Pay By Touch now has tests under way with several convenience stores, gas stations and supermarket chains around the United States, including Harris Teeter in the Carolinas, Farm Fresh in Virginia and Jewel Osco in Chicago.
"Finger scanning is new, so we want to get people used to it by building acceptance at high-frequency, high-traffic retail locations such as gas stations and grocery stores,'' said Leslie Connelly, spokeswoman for Pay By Touch. "We're also going into places where people who don't have a banking relationship cash paychecks.''
The company is a bit puzzled by customer privacy fears. After all, they say, how can using a unique fingerprint for identification be riskier to theft than a plastic card, key chain token or account number that's tapped into a computer or spoken over the phone?
The company pledges not to sell or rent personal information, or access to it. The fingerprint image recorded is not the same as those collected by the federal government or law enforcement. It's similar to the finger-scan technology used at theme park gates. Those systems take measurements of patrons' hands and fingers and link them to a multi-day pass to prevent several people from using one person's pass.
The Pay By Touch computer records a multitude of point-to-point measurements and stores them in an encrypted form in an IBM data center. Images of both index fingers are kept in case a shopper's trigger finger is hidden by a bandage.

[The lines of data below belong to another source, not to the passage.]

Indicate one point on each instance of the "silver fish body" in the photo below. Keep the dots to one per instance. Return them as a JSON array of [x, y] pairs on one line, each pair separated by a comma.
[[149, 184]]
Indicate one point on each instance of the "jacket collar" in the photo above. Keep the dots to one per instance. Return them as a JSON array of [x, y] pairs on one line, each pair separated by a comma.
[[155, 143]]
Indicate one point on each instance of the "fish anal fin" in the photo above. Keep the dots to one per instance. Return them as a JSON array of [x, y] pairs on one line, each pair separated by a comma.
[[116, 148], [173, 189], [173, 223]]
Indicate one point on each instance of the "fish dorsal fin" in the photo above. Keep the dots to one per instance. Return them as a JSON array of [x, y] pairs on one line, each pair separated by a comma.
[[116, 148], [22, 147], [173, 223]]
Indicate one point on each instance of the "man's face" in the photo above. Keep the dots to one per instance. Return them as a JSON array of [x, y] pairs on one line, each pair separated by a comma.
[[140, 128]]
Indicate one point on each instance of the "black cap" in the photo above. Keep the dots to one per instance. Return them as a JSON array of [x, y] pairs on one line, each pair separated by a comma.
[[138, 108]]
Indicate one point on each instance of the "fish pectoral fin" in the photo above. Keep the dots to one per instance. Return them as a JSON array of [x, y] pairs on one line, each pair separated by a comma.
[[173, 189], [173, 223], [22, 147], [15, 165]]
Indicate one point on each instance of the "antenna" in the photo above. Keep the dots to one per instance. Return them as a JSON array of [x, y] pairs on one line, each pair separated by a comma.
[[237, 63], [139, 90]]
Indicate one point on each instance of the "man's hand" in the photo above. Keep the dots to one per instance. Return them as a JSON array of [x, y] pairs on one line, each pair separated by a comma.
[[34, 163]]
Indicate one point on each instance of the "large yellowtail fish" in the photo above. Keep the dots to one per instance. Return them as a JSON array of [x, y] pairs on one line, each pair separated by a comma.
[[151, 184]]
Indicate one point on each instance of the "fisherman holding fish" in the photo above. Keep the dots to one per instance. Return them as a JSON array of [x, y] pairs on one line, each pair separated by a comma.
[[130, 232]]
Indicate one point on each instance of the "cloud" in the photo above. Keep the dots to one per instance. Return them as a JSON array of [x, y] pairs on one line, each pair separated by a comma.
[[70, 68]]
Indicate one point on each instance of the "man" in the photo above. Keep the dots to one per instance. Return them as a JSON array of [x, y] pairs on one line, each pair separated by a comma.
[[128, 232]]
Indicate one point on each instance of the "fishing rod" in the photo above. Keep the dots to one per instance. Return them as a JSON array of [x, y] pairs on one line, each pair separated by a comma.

To create an account, you must let the store get a fix on you and your bank account by scanning in a sample check and a driver's license. You can also apply online and be assigned a PIN number. The number is keyed in the first time you buy something to link your fingerprint to the personal account information.
The shopper needs neither a card nor a PIN number after that. Just place a finger on the scanner.
Retailers are paying a minimal amount to test the system. But many retailers such as Coast to Coast are drawn to Pay By Touch because it can process debit account payments or eChecks, an Internet version of a paper check, without subjecting the store to interchange fees that cost the retailers 2 to 3 percent of the transaction.